The whole document is encrypted using symmetric key and the key is encrypted using Sams public key like the first schema described above. When the server receives the encrypted document and the sequence of hash codes, it adds the hash codes block to Sams index using the first 40 bits. Then server saves the hash code and encrypted word in the page.
Now when Sam wants to search his mail box, he uses a hashing algorithm for the query and split the hash code into two parts. The first part is 40 bits long and the second consist of the remaining bits. A master mask is applied to the second part and then Sam sends the encrypted query to the server.
After receiving the encrypted query the server uses the first 40 bits (note that 40 bits is the maximum, the server usually uses less than this number) to traverse the tree and allocate the required page. The server then uses the remaining of the 40 bits and the second part of the query to search within the page. If a possible match is found, the server sends the encrypted word and the encrypted symmetric key to the client, so that the client can decrypt the word.

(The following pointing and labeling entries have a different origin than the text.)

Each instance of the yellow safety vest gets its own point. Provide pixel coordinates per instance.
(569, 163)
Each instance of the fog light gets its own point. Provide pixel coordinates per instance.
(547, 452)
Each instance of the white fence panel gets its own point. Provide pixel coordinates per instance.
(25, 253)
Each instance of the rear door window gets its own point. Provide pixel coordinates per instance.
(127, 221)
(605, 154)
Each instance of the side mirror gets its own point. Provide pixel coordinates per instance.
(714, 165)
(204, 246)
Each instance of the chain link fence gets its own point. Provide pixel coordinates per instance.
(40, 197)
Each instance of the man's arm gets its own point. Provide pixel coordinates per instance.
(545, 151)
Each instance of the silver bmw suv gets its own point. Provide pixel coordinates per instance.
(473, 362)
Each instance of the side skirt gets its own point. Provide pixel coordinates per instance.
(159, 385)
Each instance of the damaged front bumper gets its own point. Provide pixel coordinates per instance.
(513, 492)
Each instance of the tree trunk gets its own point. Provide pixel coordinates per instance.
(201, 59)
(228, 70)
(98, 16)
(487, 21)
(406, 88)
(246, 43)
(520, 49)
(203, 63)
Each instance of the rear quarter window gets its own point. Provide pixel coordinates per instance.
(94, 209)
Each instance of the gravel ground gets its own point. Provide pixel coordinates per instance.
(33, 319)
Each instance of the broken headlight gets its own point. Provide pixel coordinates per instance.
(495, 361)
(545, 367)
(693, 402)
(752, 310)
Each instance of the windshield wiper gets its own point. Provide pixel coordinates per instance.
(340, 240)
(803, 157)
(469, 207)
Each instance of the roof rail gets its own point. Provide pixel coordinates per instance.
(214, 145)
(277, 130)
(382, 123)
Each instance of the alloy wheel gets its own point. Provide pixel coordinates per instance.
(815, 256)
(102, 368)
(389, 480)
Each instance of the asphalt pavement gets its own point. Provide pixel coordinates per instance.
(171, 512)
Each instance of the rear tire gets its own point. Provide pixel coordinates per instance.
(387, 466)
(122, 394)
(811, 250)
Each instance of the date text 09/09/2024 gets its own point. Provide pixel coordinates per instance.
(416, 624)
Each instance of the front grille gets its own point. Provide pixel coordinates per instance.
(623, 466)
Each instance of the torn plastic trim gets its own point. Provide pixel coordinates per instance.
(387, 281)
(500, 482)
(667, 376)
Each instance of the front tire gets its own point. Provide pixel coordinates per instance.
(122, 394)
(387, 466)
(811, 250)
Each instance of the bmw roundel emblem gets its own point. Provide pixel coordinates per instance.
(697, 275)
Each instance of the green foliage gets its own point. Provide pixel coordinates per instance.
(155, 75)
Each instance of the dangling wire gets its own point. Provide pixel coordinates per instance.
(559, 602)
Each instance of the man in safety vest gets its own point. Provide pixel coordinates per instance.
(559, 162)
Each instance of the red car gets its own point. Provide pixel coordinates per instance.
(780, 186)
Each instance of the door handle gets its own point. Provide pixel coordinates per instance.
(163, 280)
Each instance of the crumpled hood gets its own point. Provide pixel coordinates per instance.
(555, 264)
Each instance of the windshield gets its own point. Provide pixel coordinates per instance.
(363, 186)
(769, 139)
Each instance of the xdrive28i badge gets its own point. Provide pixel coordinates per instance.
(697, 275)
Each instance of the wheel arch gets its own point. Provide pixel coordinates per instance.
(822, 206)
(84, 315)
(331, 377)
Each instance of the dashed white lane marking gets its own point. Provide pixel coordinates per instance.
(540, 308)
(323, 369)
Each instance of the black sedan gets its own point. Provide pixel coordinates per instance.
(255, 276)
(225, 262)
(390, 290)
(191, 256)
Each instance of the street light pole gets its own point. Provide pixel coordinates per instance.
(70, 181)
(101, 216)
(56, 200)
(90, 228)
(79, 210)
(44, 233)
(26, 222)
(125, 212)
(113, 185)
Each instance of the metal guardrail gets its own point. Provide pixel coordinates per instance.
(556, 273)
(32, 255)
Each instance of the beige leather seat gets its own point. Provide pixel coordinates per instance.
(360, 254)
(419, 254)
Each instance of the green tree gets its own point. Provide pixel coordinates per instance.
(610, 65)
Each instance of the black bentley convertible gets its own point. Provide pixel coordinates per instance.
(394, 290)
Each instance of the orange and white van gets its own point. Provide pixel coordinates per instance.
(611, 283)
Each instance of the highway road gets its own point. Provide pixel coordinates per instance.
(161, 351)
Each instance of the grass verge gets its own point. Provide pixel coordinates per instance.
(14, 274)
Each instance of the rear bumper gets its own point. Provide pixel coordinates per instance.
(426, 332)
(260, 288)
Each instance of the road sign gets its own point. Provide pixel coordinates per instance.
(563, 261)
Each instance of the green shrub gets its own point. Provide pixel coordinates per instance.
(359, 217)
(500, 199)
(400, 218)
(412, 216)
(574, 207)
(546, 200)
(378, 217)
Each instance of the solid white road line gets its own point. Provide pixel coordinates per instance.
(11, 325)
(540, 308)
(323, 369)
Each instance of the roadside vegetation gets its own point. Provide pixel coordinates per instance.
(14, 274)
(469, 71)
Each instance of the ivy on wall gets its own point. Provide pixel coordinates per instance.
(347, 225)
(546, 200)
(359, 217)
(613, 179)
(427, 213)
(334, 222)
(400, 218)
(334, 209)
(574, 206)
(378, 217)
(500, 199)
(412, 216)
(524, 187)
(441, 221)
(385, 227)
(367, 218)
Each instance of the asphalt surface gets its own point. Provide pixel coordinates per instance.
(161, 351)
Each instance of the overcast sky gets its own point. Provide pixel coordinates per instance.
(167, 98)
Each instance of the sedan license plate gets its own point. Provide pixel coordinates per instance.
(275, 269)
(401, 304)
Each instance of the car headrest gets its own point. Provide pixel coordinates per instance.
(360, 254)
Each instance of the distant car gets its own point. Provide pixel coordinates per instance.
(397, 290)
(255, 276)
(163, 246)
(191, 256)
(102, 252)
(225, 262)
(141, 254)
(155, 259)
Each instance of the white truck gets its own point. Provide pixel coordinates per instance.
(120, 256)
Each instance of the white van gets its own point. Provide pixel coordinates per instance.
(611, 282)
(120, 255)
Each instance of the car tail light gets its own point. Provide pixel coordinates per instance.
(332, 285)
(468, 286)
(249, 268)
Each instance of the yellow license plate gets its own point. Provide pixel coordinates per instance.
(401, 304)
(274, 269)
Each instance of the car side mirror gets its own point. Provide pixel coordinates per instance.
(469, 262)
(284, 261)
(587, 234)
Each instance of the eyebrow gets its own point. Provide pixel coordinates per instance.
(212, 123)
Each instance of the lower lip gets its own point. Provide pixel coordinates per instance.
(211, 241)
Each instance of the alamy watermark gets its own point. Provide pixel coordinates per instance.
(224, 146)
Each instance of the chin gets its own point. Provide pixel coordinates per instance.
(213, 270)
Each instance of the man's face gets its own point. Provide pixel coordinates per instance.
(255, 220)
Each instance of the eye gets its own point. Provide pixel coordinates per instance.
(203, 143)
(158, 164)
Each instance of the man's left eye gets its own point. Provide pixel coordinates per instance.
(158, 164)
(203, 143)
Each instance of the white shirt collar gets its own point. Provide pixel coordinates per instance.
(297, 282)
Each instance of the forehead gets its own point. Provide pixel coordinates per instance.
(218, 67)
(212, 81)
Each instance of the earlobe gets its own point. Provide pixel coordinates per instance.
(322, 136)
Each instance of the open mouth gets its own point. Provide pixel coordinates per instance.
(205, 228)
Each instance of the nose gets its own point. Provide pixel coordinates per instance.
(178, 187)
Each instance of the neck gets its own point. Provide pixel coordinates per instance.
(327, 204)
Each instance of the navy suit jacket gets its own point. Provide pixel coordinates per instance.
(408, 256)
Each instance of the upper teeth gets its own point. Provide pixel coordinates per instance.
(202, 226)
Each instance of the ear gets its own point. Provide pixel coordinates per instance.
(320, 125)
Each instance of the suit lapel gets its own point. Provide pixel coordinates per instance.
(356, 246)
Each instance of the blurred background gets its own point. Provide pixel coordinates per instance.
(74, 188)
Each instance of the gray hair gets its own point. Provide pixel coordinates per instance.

In this study an efficient cryptography system that enables users to search encrypted data in untrusted infrastructure by using PKI has been developed. Two schemas have been presented. The first schema was suitable for applications that require a separate index for each portion of data like document-databases; the second schema may suitable for applications that require one index for different documents like e-mail messages. An efficient secure index based on extendible hashing approach also has been developed. The proposed system has other advantages such as minimizing communication overhead, minimizing computation on both server and client sides.